As I entered the final semester of my university journey, a unique opportunity presented itself – an internship with XL8 as a frontend engineering intern. In this blog post, I am excited to share the experience with my first project, which was about improving a feature in one of the MediaCat’s functionalities - called the Editor.
When a user split a subtitle segment into two the end time code of the first segment and the start time code of the second segment were not accurate. Users needed to go back to the video to precisely capture the newly created ‘edges’.
Before delving into the details of the improvement, let me first explain the challenge we aimed to address.
Within our service, "MediaCAT," users have the ability to split or merge subtitle segments (individual sentences) at their discretion. Merging segments posed minimal challenges, as we could easily determine the starting and ending time codes of the first and second segments. However, when it came to splitting a single segment, we encountered a more complex problem.
To provide users with accurate information on where the segment had been split, we needed to generate a new time code. Traditionally, this was done by calculating the time code proportionally based on the number of words in the segment. This method sometimes lacked precision, leading to inaccuracies in the timing of split segments.
The solution we devised was to leverage the power of artificial intelligence. Our plan involved implementing an AI system capable of detecting the timecode for every individual word throughout the entire script. By storing this data, we would have the ability to furnish users with precise time codes whenever they chose to split segments. This provides a much more accurate distribution of timecodes when sentences are split, significantly reducing the need for users to manually adjust cue-in and cue-out points. Moreover, if the system encounters scenarios where it can't determine the precise word-level timecode—such as with newly introduced words—it's designed to provide the closest possible timecode approximation, ensuring the split remains as accurate as possible.
In the course of this endeavor, I encountered hurdles and gained invaluable lessons and I would like to share it through this post.
Getting the anchor index from a multiple line segment.
We are discussing migration to Lexical, but currently the service is based on Draft.js.

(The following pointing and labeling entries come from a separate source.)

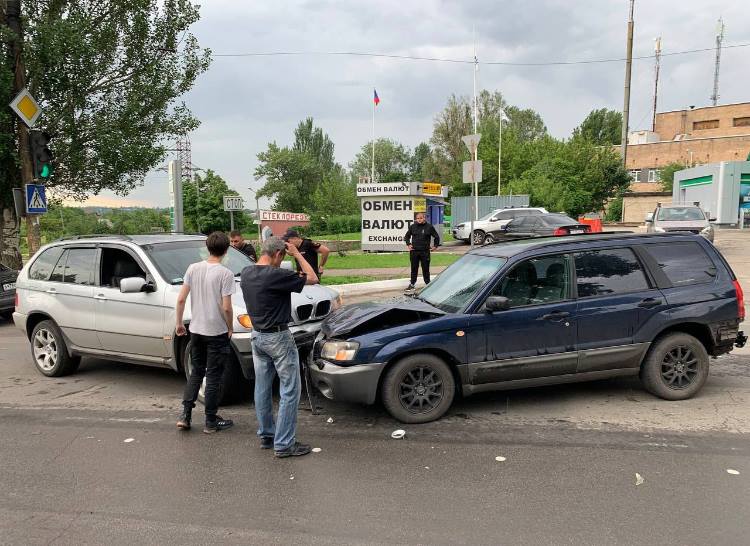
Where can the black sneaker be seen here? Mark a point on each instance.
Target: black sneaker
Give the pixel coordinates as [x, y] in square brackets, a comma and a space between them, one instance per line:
[183, 423]
[217, 425]
[297, 450]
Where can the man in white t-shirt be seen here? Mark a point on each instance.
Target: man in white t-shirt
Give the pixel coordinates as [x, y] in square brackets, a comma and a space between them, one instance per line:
[210, 286]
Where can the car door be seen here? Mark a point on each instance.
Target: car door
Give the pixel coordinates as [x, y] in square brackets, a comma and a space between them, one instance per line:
[70, 295]
[615, 296]
[536, 336]
[128, 323]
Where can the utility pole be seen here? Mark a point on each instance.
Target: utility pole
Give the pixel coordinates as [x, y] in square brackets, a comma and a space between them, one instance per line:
[626, 105]
[657, 63]
[719, 40]
[13, 18]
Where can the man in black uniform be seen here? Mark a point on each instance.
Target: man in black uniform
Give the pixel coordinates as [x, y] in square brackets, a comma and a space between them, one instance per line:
[309, 250]
[417, 240]
[238, 241]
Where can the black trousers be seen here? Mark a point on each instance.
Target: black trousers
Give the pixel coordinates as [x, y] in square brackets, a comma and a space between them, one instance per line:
[417, 258]
[208, 356]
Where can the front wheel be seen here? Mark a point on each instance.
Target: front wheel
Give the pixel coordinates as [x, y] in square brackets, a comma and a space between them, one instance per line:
[676, 367]
[418, 389]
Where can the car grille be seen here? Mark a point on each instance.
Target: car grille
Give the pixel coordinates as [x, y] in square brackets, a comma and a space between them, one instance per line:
[304, 312]
[323, 308]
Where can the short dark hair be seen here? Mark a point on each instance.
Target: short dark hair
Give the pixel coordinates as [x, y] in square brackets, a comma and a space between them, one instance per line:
[217, 243]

It was my first time working with the library, and the most important property of Draft.js - editor state and content state - was quite difficult to get through at first. The real challenge during the process of implementation was since our API was designed to send the time code data by each word’s index, I had to get the index of the word where the user’s mouse pointer resided. At first I didn’t think it would be a big task at all. But since Draft.js stored the state line-by-line, I needed the following code to get the index of the word.
‘getPlainText()’ returns the full plainText value of the contents, joined with a delimiter-in this case ‘\n’. After getting an array of lines in a segment, I had to add up the length of each line prior to the specific index using the reduce method.

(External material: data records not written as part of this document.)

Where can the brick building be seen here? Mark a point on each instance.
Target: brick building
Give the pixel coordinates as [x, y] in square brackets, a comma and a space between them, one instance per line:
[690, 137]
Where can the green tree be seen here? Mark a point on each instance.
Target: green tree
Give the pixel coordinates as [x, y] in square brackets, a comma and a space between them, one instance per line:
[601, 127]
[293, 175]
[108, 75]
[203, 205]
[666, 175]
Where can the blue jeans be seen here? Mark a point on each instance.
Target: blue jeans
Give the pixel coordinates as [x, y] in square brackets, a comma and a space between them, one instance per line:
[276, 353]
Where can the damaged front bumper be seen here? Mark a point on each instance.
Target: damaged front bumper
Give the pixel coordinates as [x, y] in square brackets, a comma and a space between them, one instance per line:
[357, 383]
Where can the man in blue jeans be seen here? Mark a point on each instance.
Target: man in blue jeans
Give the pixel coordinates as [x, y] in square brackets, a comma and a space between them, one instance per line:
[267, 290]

Minimum interval between subtitles
Another critical lesson emerged regarding the minimum interval between subtitles, inspired by Netflix's industry standard of maintaining a 2-frame gap between subtitles. Our AI model initially lacked awareness of this requirement, occasionally generating identical in and out time codes for two continuous words. Solving this issue necessitated calculating and adjusting the minimum value that needed to be added or subtracted from two words to ensure the requisite 2-frame gap.
Trivial but important things that I have learned.
I gleaned some essential but often overlooked lessons about coding and teamwork. While these may seem basic to some, they proved pivotal in my growth as a software engineer.
1. Do not write short forms for names of variables
First, I learned the importance of using descriptive variable names rather than relying on short forms like 'idx' or 'cnt.' Clarity and understandability take precedence over brevity.
2. Final newline
All text files should end with a newline since that is how the POSIX standard defines a line.
A sequence of zero or more non- <newline> characters plus a terminating <newline> character.
Upon that, Adding a final newline is good since it removes needless differences which produce cleaner commits and reduces unnecessary cognitive load when reviewing pull requests.I was not aware of this, and made a few mistakes saving files without a final newline, or even deleting the existing final newline. This knowledge, kindly imparted by my team, has become a part of my coding ethos.
This was the result of splitting a segment before and after the update.
Prior to the update, the time code, calculated based on the proportion of words, stood at '00:01:30:15.' However, with the assistance of XL8's AI technology, it now reads '00:01:30:07,' demonstrating a tangible improvement that greatly benefits our users.
In conclusion, my journey as an intern at XL8 has been one of both technical growth and personal development. The opportunity to contribute to the enhancement of XL8's core service has deepened my understanding of the immense potential of AI in the world of subtitles and translations. As I look back on this transformative experience, I am excited about the possibilities that lie ahead for both XL8 and myself in this dynamic field. Currently I am working on a new project and I will be happy to share my experience once more once it is deployed.